Dr. Gawande was chosen for the position after leaders at Amazon, Berkshire and JPMorgan interviewed many professionals, Mr. Buffett said.

The companies appeared to struggle publicly to seek out an executive, with prominent leaders like David T. Feinberg, the chief executive of Geisinger Health System, the innovative group in Pennsylvania, saying they weren't taking the work.

While Dr. Gawande doesn't have business experience, he has spent his career that specializes in the way to improve look after the sickest patients, said Dr. Bob Kocher, a speculator who advised President Obama on health care policy.

He pointed to Dr. Gawande’s ability to draw in other individuals to the venture.

“He understands the health care system as an insider,” Dr. Kocher said. “He has been a truth-teller.”

But Dr. Kocher said that Dr. Gawande’s public health experience in emphasizing preventive care is unlikely to yield the immediate savings companies like these three wants.

“He goes to possess to return up with an entire new carpenter's kit,” he said.

The challenge he and therefore the remainder of the country face are the way to overcome the pricing power of massive hospital groups that dominate certain markets, and drug companies, Dr. Kocher said.

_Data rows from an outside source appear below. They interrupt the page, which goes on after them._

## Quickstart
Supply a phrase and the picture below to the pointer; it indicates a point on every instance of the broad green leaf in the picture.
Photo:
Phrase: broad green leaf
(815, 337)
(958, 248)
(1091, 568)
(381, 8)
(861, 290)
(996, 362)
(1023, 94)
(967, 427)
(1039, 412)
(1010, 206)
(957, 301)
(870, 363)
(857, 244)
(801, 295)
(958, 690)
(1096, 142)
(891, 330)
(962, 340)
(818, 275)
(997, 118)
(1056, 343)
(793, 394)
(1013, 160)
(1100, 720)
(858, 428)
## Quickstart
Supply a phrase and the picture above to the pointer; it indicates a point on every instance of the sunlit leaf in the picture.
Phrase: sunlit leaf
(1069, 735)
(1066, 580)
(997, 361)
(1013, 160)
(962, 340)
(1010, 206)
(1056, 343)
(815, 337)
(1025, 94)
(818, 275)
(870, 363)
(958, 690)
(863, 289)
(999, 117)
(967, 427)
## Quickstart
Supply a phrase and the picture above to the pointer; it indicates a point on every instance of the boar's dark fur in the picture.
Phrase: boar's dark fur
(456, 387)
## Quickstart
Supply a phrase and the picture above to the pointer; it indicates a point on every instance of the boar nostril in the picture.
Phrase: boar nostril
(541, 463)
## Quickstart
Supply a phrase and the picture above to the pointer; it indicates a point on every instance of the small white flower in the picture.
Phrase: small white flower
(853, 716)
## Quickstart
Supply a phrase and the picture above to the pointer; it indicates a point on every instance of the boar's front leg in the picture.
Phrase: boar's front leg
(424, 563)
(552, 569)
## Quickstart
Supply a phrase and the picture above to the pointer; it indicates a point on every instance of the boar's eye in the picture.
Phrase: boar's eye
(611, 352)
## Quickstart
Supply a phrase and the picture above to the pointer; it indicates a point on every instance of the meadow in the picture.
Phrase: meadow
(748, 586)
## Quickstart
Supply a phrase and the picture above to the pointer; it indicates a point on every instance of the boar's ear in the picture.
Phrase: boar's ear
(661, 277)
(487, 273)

Employers have also been immune to limiting the selection of hospitals and doctors for his or her workers.

Instead of finding someone who has experience running a health care business, “they picked a really splashy name,” said Craig Garthwaite, a professor at the Kellogg School of Management at Northwestern University.

The fact that Dr. Gawande isn't devoting all of his energies to the venture makes Mr. Garthwaite is more skeptical.

“It starts to feel fundamentally unserious if you’re not hiring a full-time C.E.O.,” Mr. Garthwaite said.

“If you’re transforming health care, you’re reshaping the economy of Germany, effectively,” he said. “It’s not a part-time gig.”